3. Examine your options
A bespoke website building agency will take your brief, and create a site designed to your exact specifications. However, you can also go down the DIY route using a third party website building solutions such as 1&1 or Domainmonster.com.
A do it yourself (DIY) website builder will be cheaper, but you will have to do more work yourself. However, for a simple website with a few standard requirements, it may be perfectly adequate. Website building tools are fairly intuitive, so you don’t need technical skills and the companies offer support. However, it may be difficult to migrate the site to another host if the business grows or you want to change the site significantly. Functionality may also be limited.
With a web designer, you will get exactly what you want and it should save you time that you can devote to other areas of your business. However it will cost more initially, and you may also have to rely on the designer to make changes as your business changes.
Choosing a web host is another decision you will have to make. There are hundreds of hosting companies, but they are not all equal. Don’t buy simply on price, but also consider issues such as service levels, reputation, security, ease of contacting the host, and sector expertise.
4. Put a name on it
With millions of websites around, the first thing you need to consider when choosing a business name is whether or not the associated domain name and extension you want is available. If you can’t secure your first choice domain name, you will have to be creative. Name suggestion tools can be a great way of testing ideas. If you type in your proposed name, they can suggest available domains that may fit your business’ needs.

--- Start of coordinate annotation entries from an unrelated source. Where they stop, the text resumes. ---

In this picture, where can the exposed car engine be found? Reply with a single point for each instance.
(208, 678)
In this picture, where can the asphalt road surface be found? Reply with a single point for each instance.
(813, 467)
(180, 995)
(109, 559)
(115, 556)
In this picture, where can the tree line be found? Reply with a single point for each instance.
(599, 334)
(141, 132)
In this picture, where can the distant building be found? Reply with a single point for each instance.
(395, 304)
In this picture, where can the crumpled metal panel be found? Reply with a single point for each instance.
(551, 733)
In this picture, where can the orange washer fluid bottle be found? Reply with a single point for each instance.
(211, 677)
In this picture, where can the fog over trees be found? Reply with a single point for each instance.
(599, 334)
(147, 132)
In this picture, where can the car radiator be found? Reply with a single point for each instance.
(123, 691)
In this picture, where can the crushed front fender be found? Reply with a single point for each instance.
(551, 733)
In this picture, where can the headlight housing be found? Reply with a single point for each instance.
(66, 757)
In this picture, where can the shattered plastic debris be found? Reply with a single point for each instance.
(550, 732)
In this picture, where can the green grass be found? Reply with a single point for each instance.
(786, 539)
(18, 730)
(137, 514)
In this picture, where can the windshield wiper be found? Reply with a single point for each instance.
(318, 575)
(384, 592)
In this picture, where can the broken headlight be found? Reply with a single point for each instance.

The best web addresses tend to give a good summary of what the site does, for example, cheaptowels.com. A keyword rich domain name will help to market your company even if people don’t know you exist, as it will turn you up in a search. Another approach is to come up with a creative and catchy name that no one is likely to own, but this will entail a relatively high marketing budget to raise awareness of the new brand.
Secure your domain name as soon as you can, even if it’s only for a holding page. A .com domain should always be your first choice for a web address. Not only does it perform well for search engine optimisation (SEO) but it’s likely to be the first domain name your customers will search for if they don’t know the exact web address.
That doesn’t mean you should just stick to .com– registering other extensions like .net, .org etc. will also expand your presence on the web.
Register the domain name with a reputable company and look closely at what you are being charged, what you are getting, and remember when the renewal date is. No domain name means no business.
5. Think carefully about your design and building a brand
For start-ups, building your website often coincides with developing your brand, so it essential that both are consistent. A company’s brand is the essence of what the business is all about – what it means, what it does, it’s tone of voice and so on. How you want the company to be projected, and to who, all comes through the brand. Is it a traditional business or more lively and modern? Are you innovative? Do you have specialisms?
Once you know what the company brand values are, then it is much easier to come up with a design that reflects these. The design should be in sync with the business, so for example a cupcake business might choose pinks and pastel colours, and vintage fonts, while a cutting edge fashion etailer would have a different colour palette and typography.
Remember too that design online isn’t just about the look, but about the overall user experience (UX). The customer needs to be able to find what they want easily and quickly. Test the UX with customers ahead of launch (Beta stage) and make any changes required. You can alter things afterwards, but creating a bad first impression could mean that you’ve lost a customer for good.